Related: Trump and Clinton Sweep New York and Score Big Delegates

Pennsylvania, Maryland, Connecticut, Delaware and Rhode Island will vote next week and polls show Trump and Clinton with healthy leads that could grow after their resounding wins in New York. The two now have the chance to break away from their rivals for good and begin focusing their attention on what is sure to be a bruising general election.

On the GOP side, Sen. Ted Cruz (TX) is perilously close to being mathematically eliminated, while Ohio Governor John Kasich has thus far only managed to win his home state – neither seems ready to change the dynamics of the race enough to prevent Trump from collecting the 1,237 delegates he needs to become the Republican standard-bearer.

Related: Hey, GOP: Maybe It’s Time to Really Rig This Election

Meanwhile, Sen. Bernie Sanders (VT), coming off a stinging, double-digit loss in New York, will have to make some serious moves if he’s going to add any more states to his win column any time soon.

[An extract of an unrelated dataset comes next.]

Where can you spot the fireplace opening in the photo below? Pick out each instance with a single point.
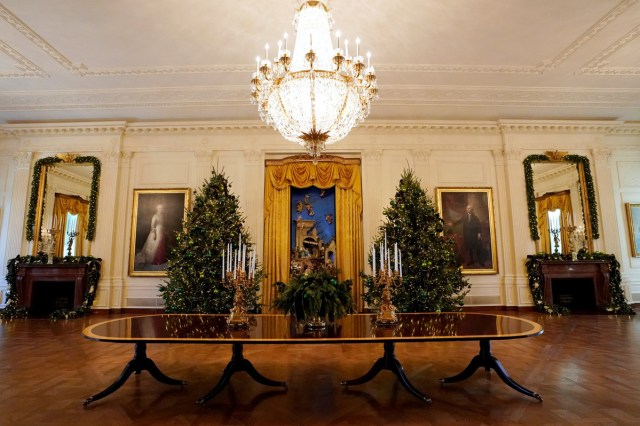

Below is a snapshot of the polls ahead of next week’s contests:

Pennsylvania – 210 Dem delegates, 71 GOP delegates

Democrats: Clinton: 51.3 percent – Sanders: 38.3 percent

GOP: Trump: 44.8 percent – Cruz: 24.3 percent – Kasich: 23.5 percent

Maryland – 118 Dem delegates, 38 GOP delegates

Democrats: Clinton: 57 percent – Sanders: 36.3 percent

GOP: Trump: 41 percent – Kasich 26.3 percent – Cruz: 24. 5 percent

Connecticut -- 70 Dem delegates, 28 GOP delegates

Democrats: Clinton: 50 percent – Sanders: 42.5 percent

GOP: Trump: 49 percent – Kasich: 27 percent – Cruz: 18 percent

Delaware – 31 Dem delegates, 16 GOP delegates

Polling not available

Rhode Island – 33 Dem delegates, 19, GOP delegates

Democrats: Clinton: 49 percent – Sanders 40 percent

GOP: Trump: 43 percent – Kasich: 14 percent – Cruz: 10 percent

Considering that almost all of the remaining White House hopefuls announced their bids over a year ago, it would be nice to think that next Tuesday will be the last Super Tuesday of the 2016 campaign. But with Sanders promising to stay in the race until the Democratic National Convention this summer – and Cruz and Kasich hoping for a contested Republican convention – there will be at least one more when voters in California, Montana, New Jersey, New Mexico, and North and South Dakota go to the polls on June 7.